Saumil Patel has a background in Computational Fluid Dynamics (CFD). His research interests include CFD, meshing techniques, high-order numerical methods, and high-performance computing. As a graduate student, Saumil worked with scientists in the Mathematics and Computer Science (MCS) division at ANL to develop NekLBM [1, 2] - a high-order CFD application that is derived from Nek5000. After graduating, he joined the Argonne Leadership Computing Facility (ALCF) as a post-doctoral appointee where much of his research was focused on developing numerical algorithms and workflows in Nek5000 to reduce time-to-solution for simulations which employ the Arbitrary Lagrangian-Eulerian (ALE) method . His work has been leveraged by domain scientists in academia and DOE labs to perform internal combustion engine (ICE) simulations.
Within CPS, Saumil is busy with multiple projects including: performing ICE simulations on Theta, enabling in-situ visualization and analysis for the Exascale Computing Project, and optimizing CFD applications for next-generation computing architectures.
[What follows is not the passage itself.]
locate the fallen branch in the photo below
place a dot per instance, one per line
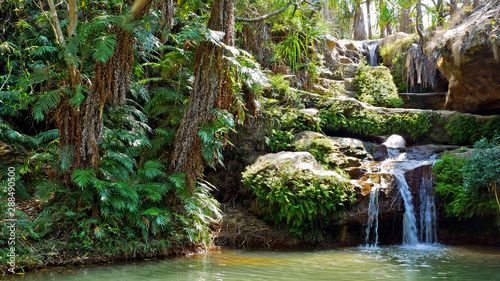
(264, 17)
Saumil is also working with data scientists at ALCF to investigate ways CFD applications can leverage machine learning software (like TensorFlow) to reduce time-to-solution and improve existing physical models of the near-wall behavior.
Saumil received his Ph.D. in mechanical engineering from the Grove School of Engineering at the City College of New York (CCNY). Before that, he worked as private high school tutor - helping students with their physics and mathematics homework. In a previous life, he was an investment banker in New York City, NY.
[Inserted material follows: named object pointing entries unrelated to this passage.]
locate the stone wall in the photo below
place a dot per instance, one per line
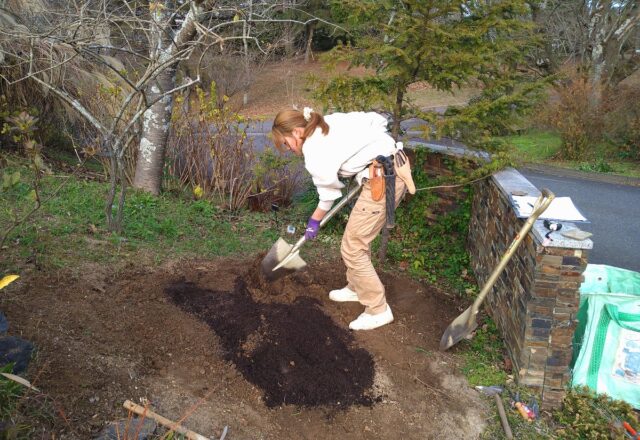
(535, 301)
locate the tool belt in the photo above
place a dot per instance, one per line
(382, 179)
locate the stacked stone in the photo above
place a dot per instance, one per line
(556, 293)
(535, 301)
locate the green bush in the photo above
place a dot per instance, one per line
(590, 416)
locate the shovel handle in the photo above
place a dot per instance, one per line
(296, 247)
(541, 204)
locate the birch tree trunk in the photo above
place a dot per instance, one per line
(310, 29)
(155, 132)
(156, 120)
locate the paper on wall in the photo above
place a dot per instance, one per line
(561, 209)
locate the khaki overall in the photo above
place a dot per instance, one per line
(365, 222)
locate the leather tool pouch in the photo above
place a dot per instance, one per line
(376, 180)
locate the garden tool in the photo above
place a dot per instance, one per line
(283, 259)
(495, 391)
(466, 323)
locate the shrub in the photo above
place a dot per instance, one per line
(622, 120)
(577, 116)
(277, 178)
(209, 151)
(587, 415)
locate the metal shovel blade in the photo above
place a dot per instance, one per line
(278, 252)
(462, 326)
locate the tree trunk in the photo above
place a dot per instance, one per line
(311, 27)
(155, 131)
(397, 112)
 Patel, S., Min, M., Uga, K. C., & Lee, T. (2014). A spectral-element discontinuous Galerkin lattice Boltzmann method for simulating natural convection heat transfer in a horizontal concentric annulus.Computers & Fluids, 95, 197-209.
 M. Min and T. Lee, “A Spectral Element Discontinuous Galerkin Lattice Boltzmann Method for Nearly Incompressible Flows,” J. Comput. Phys. 230: 245-259 (2011)
 Patel, S., Fischer, P., Min, M., & Tomboulides, A. (2019). A characteristic-based spectral element method for moving-domain problems. Journal of Scientific Computing, 79(1), 564-592.